If you would prefer a more honest approach, as I did, I chatted to my parents about raising children and that I was not in favour of hitting my children under any circumstances. We spoke about new parenting ideas. My parents DO look after my children, so I did need to set the record straight no shouting and definitely no smacking. I told my mother quietly that if they ever did, that would be their last time they would ever look after my child. They took it quite well because they feel guilty now!!! smile and could not be more accommodating.

I had a few moments with father dear who felt the need to raise his eyebrows and complain when my child felt the need for a tantrum when she was young, but I know deep down he is glad we don't hit our children.
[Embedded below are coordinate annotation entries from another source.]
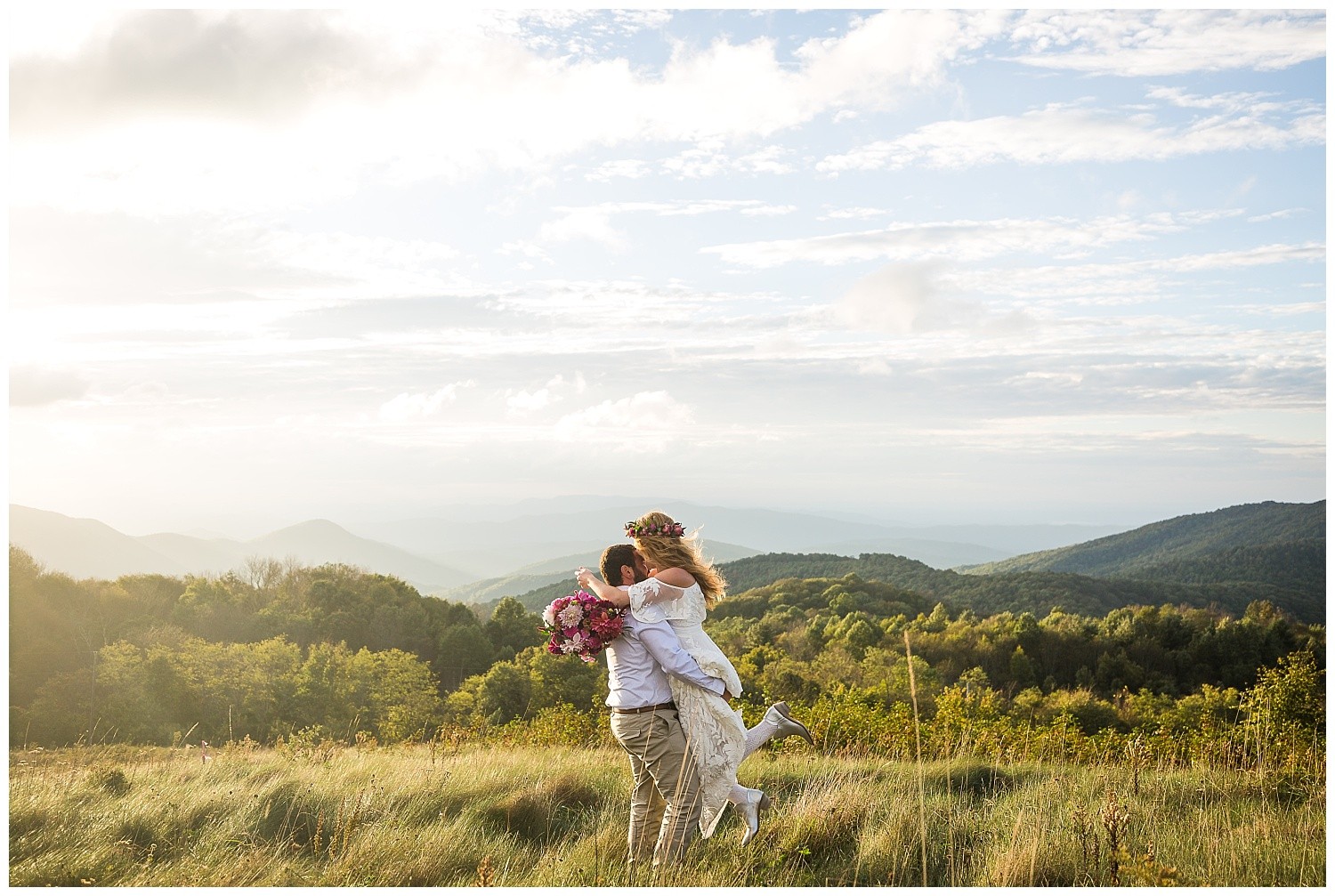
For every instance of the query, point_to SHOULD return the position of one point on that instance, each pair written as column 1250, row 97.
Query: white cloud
column 627, row 168
column 406, row 406
column 34, row 386
column 1169, row 42
column 595, row 222
column 523, row 402
column 649, row 419
column 859, row 211
column 899, row 299
column 258, row 109
column 1121, row 282
column 956, row 239
column 1063, row 133
column 590, row 223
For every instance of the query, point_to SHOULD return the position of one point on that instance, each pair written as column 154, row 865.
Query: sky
column 951, row 266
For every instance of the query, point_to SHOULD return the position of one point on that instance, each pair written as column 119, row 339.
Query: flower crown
column 667, row 530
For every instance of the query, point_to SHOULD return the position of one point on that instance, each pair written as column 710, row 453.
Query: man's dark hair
column 613, row 560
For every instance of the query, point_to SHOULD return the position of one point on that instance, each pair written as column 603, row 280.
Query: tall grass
column 521, row 816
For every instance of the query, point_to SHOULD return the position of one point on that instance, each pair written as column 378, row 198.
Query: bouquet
column 579, row 626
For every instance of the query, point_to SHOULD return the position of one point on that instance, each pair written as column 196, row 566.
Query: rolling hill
column 1155, row 551
column 91, row 549
column 1227, row 560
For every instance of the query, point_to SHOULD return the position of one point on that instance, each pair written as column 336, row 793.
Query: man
column 643, row 722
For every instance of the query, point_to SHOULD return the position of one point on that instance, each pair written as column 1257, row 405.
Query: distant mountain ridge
column 1227, row 559
column 493, row 543
column 91, row 549
column 1193, row 537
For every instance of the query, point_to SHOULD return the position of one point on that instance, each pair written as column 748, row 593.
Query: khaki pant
column 665, row 796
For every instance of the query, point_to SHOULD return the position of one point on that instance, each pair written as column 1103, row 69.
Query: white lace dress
column 715, row 731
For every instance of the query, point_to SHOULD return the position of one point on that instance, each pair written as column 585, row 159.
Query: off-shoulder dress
column 715, row 731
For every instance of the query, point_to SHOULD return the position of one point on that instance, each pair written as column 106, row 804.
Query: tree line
column 282, row 650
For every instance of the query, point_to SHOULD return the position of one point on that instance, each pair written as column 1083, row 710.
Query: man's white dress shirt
column 640, row 661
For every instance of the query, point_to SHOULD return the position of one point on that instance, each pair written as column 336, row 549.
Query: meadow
column 496, row 815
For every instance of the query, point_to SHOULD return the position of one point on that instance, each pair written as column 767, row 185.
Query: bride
column 681, row 585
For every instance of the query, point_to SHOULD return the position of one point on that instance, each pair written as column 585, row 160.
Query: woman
column 681, row 586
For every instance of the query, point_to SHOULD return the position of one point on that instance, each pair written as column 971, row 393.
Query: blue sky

Lonz Tue 07-Jul-15 22:51:04

I got smacked as a kid. It worked. Never really spoken about how I parent. Not really a topic of conversation. I don't care that I was smacked as a kid. (Probably why most teens these days are gobby f*cks!)
I don't smack my son by the way. Don't think it's necessary but I don't hate my mum for doing it either.

WorldsBiggestGrotbag Wed 08-Jul-15 05:59:20

My mum smacked me a lot more than once so it obviously didn't work as I carried on doing whatever I was being smacked for!

dotdotdotmustdash Thu 09-Jul-15 13:06:45

My Mum was big on giving a heavy smack to the side of my head, right until my mid-teens when I eventually smacked her back.

When I had my own DC I told her quite clearly that I never wanted them to be smacked by her. I also told her that I had despised her after she hit me and I never, ever wanted my own children to feel so much hatred towards me.

I have a lovely relationship with both of my teenagers (DS18 and DD16) and I hope my mother acknowledges somewhere in her mind that her actions caused our relationship, both then and now, to be a poor one.